この部屋に入ってずっと疑問に思っていた。部なら他に最低でも4名居なくてはいけない。なのにどこにも見当たらない。そこがとても疑問だった。

「それ私も思ったー!赤狛だけだと私たちみたく同好会じゃないのー?」

「それはー...そのー...なんといいますか...」

先生がモジモジしだした。何か言いにくい事があるのだろうか。

「安心してください先生!俺から説明します!」

自信たっぷりに赤が宣言する。

「他の4名はゴールデンウィークを満喫しているぞ!」

「今なんと言いました!?サボりでは無くてですか!?」

「?サボりじゃねーってwあのな!今回のゴールデンウィーク、この仕事別に急ぎじゃないわけwお前らが困ってそうだったから駒ちゃんに相談して早めたのw考えて見ろって。まだ梅雨には早いのに作れって催促する所だと思うか?余裕を持ったスケジュールで頼みに来るに決まってんだろ?」

考えればそうだ。毎年恒例となっているなら数少ない部員に大急ぎで作らせるのは酷な話だ。

「やっぱお前は凄いやつだよ赤。

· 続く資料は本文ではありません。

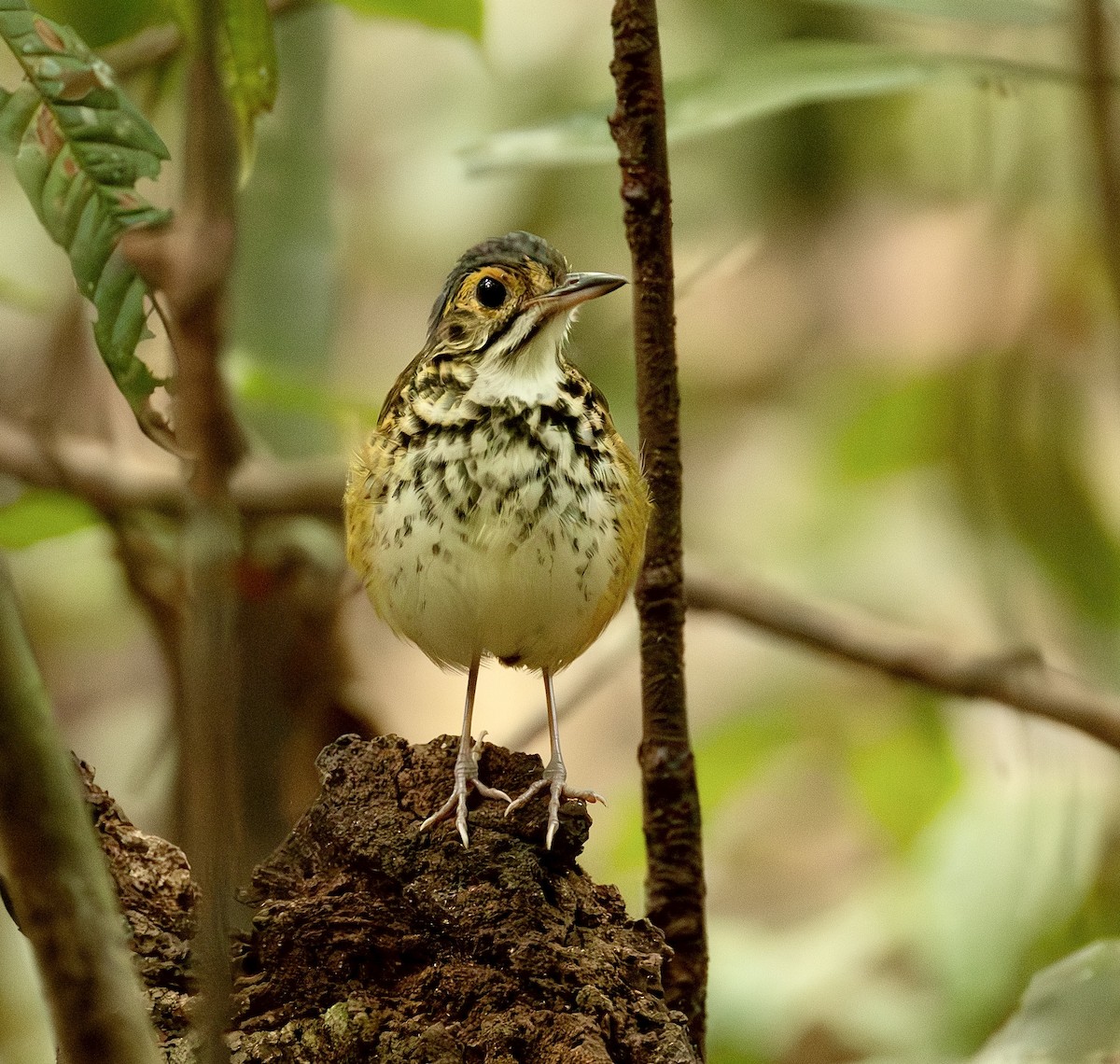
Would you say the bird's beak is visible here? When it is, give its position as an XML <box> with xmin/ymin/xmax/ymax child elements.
<box><xmin>537</xmin><ymin>273</ymin><xmax>626</xmax><ymax>315</ymax></box>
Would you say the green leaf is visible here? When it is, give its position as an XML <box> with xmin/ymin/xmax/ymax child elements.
<box><xmin>833</xmin><ymin>374</ymin><xmax>953</xmax><ymax>483</ymax></box>
<box><xmin>954</xmin><ymin>351</ymin><xmax>1120</xmax><ymax>627</ymax></box>
<box><xmin>226</xmin><ymin>358</ymin><xmax>380</xmax><ymax>424</ymax></box>
<box><xmin>463</xmin><ymin>40</ymin><xmax>1101</xmax><ymax>173</ymax></box>
<box><xmin>816</xmin><ymin>0</ymin><xmax>1070</xmax><ymax>26</ymax></box>
<box><xmin>0</xmin><ymin>488</ymin><xmax>101</xmax><ymax>550</ymax></box>
<box><xmin>846</xmin><ymin>693</ymin><xmax>961</xmax><ymax>850</ymax></box>
<box><xmin>342</xmin><ymin>0</ymin><xmax>483</xmax><ymax>40</ymax></box>
<box><xmin>973</xmin><ymin>940</ymin><xmax>1120</xmax><ymax>1064</ymax></box>
<box><xmin>222</xmin><ymin>0</ymin><xmax>276</xmax><ymax>184</ymax></box>
<box><xmin>0</xmin><ymin>0</ymin><xmax>170</xmax><ymax>446</ymax></box>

お前は何時でも誰にでも優しいやつだ」

「褒めんなよ、照れるw」

ニカッと笑いながら、でも照れているのか頬はほんのり赤くなっていた。

「ただし!今日で終わらせるって事はつまり!何時間もやることを想定しろよ〜?今日帰れるように頑張ろーな〜w」

この一言で部屋の空気が重くなった。

「先生は監督役だからやらないとして、4人で終わるスケジュールを組んでいますよね?」

「は?組んでねぇよ??」

「さっきの言葉返してください!!お前は馬鹿か!」

「馬鹿とはなんだ失礼な!俺なりに仕事探してきてやってやったろ〜?ガンバ!」

てへぺろっ!とウィンク付きでやられた...初めてこいつの顔面に一撃入れたくなった。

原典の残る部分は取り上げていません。